Oestrogen can be used to prevent the release of an egg, so it can be used as a method of contraception. If oestrogen is taken everyday to keep the level permanently high, it inhibits the production of FSH, production will stop and stay stopped.
Progesterone also reduces fertility, it prevents any sperm from getting through and reaching the egg.
The pill is an oral contraceptive which contains levels of oestrogen and progesterone. It can cause side effects and is 99% effective.
Some women have levels of FSH increased by injection to make their eggs mature so that they can get pregnant, it stimulates an egg release in the ovaries. It can be very expensive and too many eggs could be released causing multiple pregnancies.
Auxin is a plant hormone that controls growth near the tips, shoots and roots, in respone to light which is called Phototropism, in response to gravity Gravitropism, and moisture Geotropism.
When a shoot tip is exposed to light, more auxin accumulates on the side thats in the shade, this makes the cells grow faster on the shaded side making the shoot bend towards the light.
When a shoot is growing sideways, gravity produces an unequal distribution of auxin, with more auxin on the lower side, causing the lower side to grow faster, bending upwards.
A root growing sideways has more auxin on the lower side, but in a root extra auxin inhibits growth, the cells on top grow quicker so the root bends downwards.
Roots grow towards moisture, uneven amount of moisture either side of a root produces more auxin on the side with the most moisture, it inhibits growth that side causing it to bend towards the moisture.
Some of the chemical changes caused by drugs can lead to the body becoming addicted. Of a drug isn't taken, an addict can suffer withdrawal symtoms.
There are 3 types of drugs:
Drugs in sport
Some athletes take performance enhancing drugs, there are several different types including anabolic steroids(increase muscle size) and stimulants(increase heart rate).
Steroids can cause high blood pressure.
For drugs: athletes have a right to make thier own decision about the risk of taking drugs. Drug free sport isn't really fair, different athletes have different training facilities, coaches equipment etc.

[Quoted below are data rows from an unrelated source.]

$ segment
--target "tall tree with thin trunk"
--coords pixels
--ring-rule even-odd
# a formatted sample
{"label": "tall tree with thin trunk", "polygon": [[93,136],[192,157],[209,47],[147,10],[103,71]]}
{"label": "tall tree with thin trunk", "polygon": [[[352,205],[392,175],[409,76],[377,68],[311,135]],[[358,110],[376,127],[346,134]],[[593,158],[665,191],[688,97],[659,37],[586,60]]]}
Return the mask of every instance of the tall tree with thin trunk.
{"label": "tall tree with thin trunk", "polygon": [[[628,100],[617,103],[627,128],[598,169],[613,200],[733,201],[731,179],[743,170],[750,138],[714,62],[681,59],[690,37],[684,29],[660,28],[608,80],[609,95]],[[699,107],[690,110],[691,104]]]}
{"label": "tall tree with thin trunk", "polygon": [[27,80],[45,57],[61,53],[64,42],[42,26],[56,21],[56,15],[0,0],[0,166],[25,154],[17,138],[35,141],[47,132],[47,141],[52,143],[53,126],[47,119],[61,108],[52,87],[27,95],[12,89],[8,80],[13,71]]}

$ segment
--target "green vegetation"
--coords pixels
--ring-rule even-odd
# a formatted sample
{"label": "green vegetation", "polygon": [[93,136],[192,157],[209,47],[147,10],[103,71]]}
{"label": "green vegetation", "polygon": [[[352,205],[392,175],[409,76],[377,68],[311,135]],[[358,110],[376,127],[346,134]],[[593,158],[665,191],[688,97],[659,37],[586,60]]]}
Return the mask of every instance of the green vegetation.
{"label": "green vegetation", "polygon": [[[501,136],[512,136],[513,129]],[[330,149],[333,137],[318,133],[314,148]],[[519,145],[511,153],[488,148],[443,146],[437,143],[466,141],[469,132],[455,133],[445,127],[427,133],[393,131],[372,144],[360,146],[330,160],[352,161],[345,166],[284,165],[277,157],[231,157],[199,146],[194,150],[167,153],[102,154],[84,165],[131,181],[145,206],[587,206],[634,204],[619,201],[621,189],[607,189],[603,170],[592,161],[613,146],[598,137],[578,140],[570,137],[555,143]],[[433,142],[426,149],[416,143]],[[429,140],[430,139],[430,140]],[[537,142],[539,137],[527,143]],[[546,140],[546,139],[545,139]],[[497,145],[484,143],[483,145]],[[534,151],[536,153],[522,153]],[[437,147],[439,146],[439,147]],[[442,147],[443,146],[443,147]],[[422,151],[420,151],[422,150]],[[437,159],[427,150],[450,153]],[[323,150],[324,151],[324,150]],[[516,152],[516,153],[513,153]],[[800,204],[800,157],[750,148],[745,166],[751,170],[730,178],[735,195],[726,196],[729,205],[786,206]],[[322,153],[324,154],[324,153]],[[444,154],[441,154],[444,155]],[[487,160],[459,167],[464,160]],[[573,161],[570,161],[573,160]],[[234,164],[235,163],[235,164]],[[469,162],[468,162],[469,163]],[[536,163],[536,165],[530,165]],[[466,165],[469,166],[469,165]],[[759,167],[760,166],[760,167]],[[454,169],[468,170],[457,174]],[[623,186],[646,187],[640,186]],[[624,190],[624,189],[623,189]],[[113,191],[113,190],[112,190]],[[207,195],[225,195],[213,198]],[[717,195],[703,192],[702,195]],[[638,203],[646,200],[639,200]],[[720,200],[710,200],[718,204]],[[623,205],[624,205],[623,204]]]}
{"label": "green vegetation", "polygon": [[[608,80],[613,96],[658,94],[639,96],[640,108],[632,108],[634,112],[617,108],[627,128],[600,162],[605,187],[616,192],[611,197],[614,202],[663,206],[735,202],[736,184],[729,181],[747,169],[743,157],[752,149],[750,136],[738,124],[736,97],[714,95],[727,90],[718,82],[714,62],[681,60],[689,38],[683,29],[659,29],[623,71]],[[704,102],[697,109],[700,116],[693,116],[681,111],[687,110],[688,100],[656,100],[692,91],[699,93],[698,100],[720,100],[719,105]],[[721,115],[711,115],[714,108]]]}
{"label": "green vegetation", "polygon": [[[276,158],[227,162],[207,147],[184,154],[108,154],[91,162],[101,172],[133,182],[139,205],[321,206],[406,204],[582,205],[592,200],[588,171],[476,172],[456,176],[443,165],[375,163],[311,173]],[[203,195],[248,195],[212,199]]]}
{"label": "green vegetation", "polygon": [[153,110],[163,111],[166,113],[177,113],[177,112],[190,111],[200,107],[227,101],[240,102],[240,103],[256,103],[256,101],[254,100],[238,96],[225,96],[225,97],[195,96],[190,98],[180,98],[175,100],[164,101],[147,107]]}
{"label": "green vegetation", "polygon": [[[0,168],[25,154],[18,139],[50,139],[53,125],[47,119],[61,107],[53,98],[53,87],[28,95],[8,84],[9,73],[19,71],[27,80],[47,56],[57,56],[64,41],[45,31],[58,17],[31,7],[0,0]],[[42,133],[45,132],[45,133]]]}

Against drugs: it's unfair if people gain an advantage by taking drugs. Athletes may not be fully informed of the serious health risks of the drugs they take.
Testing medical drugs
There are 3 main stages in drug testing:
1. Human cells and tissues
2. Live animals
3. Human volunteers in a clinical trial - blind trials are when a patient doesn't know if they are getting a drug or a placebo. Double blind trials are when neither the doctor nor the patient knows until the results are gathered.
Drug testing gone wrong:
Thalidomide was an intended sleeping pill, but it was found to be effective in relieving morning sickness. It hadn't been tested for morning sickness, it wasn't known that it could be passed through the placenta, so babies were born with limb abnormalities. 10,000 babies were affected and only half survived. It was banned, now it is only used for the treatment of leprosy.